Post by Cat » Sun Apr 11, 2021 8:58 pm

Many of the GA manufacturers use "juiced numbers" to show their product is better than it really is. Yes it can fly X distance and yes it can carry Y payload, but then you have to dig into the fine print to see what the true max distance is with max payload or the max payload with max distance.

Just like they tend to announce top cruise speeds in mph to make them look faster.

Marketing 101

Beware of "useful load" numbers as that usually includes some sort of fuel quantity as well, it does not always mean actual "pay" load. Many small aircraft have such numbers in their specification pages and one must really look at two things: empty weight + fuel (trip and reserves) = what I call my Operating Weight - Now take the MTOW and subtract my operating weight and I come up with the maximum weight I can stuff in it at departure.

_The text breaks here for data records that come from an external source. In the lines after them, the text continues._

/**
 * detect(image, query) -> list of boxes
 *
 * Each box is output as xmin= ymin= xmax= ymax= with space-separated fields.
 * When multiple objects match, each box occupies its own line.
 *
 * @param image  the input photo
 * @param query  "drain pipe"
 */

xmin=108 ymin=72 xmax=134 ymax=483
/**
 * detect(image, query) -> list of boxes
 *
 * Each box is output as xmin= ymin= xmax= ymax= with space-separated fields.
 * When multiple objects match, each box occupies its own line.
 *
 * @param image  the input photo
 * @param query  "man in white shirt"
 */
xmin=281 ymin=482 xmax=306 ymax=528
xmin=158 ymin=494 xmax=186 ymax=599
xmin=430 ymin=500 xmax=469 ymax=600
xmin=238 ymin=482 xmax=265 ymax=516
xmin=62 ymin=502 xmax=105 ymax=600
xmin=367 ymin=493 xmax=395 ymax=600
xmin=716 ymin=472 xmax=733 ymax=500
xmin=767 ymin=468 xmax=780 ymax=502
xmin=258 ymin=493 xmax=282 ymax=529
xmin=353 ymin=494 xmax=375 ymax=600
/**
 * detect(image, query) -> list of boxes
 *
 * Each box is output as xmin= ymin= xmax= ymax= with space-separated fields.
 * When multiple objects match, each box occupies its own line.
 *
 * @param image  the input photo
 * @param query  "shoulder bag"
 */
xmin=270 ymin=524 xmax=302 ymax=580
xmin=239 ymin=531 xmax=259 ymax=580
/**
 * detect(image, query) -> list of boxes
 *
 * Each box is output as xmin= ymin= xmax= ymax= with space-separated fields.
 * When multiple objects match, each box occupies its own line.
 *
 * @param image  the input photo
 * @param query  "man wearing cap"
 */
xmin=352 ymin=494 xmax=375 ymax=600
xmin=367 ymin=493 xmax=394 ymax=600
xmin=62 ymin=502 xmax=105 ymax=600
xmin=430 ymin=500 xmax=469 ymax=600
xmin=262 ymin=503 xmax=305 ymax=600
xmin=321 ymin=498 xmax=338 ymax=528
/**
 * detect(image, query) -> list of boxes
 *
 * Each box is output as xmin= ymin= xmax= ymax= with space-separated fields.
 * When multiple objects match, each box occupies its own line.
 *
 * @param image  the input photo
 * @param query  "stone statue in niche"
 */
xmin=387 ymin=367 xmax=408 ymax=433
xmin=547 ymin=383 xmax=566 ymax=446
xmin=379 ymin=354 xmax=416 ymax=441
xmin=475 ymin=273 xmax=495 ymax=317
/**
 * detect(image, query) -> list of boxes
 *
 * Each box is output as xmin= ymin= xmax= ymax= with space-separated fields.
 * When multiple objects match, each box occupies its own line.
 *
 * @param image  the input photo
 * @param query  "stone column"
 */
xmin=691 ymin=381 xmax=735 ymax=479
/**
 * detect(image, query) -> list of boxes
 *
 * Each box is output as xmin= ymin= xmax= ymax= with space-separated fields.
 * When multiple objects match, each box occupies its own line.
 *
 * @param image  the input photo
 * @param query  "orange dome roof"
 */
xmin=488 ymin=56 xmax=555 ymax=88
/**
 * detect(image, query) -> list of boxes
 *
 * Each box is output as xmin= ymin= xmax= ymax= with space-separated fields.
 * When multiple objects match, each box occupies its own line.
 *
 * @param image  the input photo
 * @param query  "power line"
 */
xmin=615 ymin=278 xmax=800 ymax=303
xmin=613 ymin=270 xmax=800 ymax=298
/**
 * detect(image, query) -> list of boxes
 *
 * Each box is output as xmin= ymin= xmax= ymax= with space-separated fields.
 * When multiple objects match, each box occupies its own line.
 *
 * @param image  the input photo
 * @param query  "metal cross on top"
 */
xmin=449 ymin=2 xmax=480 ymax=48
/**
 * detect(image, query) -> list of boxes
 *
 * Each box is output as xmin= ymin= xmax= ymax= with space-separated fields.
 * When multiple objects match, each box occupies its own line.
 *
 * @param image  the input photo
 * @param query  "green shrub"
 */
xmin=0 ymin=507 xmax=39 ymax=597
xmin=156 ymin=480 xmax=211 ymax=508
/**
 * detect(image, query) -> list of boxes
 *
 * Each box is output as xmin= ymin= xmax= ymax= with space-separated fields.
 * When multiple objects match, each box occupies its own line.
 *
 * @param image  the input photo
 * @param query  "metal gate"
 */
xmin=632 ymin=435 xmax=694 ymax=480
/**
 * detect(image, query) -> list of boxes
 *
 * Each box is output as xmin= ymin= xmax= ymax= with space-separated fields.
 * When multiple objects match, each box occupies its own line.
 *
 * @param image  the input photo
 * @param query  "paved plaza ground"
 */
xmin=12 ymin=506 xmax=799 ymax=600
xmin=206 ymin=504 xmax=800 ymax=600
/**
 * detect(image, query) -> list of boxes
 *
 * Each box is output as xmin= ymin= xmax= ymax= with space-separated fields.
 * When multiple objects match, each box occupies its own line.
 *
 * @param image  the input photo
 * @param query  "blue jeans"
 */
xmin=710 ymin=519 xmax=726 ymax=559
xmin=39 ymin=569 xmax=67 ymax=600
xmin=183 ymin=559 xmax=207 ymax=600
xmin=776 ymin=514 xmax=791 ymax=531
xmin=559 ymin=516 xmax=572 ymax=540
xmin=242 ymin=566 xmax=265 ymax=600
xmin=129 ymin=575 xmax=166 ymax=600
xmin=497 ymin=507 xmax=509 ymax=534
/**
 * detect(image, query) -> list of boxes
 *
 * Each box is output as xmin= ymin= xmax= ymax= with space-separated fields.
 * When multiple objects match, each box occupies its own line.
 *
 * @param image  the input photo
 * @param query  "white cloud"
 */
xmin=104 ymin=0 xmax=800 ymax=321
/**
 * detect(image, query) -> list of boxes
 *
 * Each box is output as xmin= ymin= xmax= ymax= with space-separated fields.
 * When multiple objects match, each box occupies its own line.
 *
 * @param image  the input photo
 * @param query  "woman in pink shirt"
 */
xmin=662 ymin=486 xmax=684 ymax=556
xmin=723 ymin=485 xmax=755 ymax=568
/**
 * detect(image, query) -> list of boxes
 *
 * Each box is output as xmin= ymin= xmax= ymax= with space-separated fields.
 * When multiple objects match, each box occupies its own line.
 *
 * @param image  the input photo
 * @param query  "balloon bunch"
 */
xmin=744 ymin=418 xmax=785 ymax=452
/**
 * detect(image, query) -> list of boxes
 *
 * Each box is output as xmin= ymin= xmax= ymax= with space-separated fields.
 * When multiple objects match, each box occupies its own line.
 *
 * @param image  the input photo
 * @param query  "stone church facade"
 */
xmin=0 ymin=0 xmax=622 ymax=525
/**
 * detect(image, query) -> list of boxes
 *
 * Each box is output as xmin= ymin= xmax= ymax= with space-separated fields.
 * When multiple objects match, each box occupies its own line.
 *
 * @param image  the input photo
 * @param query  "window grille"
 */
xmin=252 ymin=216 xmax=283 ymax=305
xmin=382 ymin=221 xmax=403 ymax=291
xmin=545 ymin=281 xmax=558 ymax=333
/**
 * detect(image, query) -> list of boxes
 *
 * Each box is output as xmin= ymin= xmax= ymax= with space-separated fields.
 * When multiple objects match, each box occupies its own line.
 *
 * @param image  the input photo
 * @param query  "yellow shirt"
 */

This does not mean it will be safe to land! Some aircraft specs, like the Cessna 208 Caravan EX for one, have a max landing weight that is very close to MZFW which means if you pack it to the MZFW number in FSAirlines, you will have to land on fumes and you can only load a few hundred pounds of fuel before you hit MTOW. So again, the specs look great but in reality no one truly flies 208's loaded to MZFW as you wouldn't have enough fuel to go anyplace other than up the road a few minutes. So the solution is to either throw out generic cargo after loading the fuel you need OR limiting the cargo weight in the aircraft seat configuration tool. The problem arises when pilots fill up on package cargo because they are not allowed to throw out package cargo for fuel prior to departure.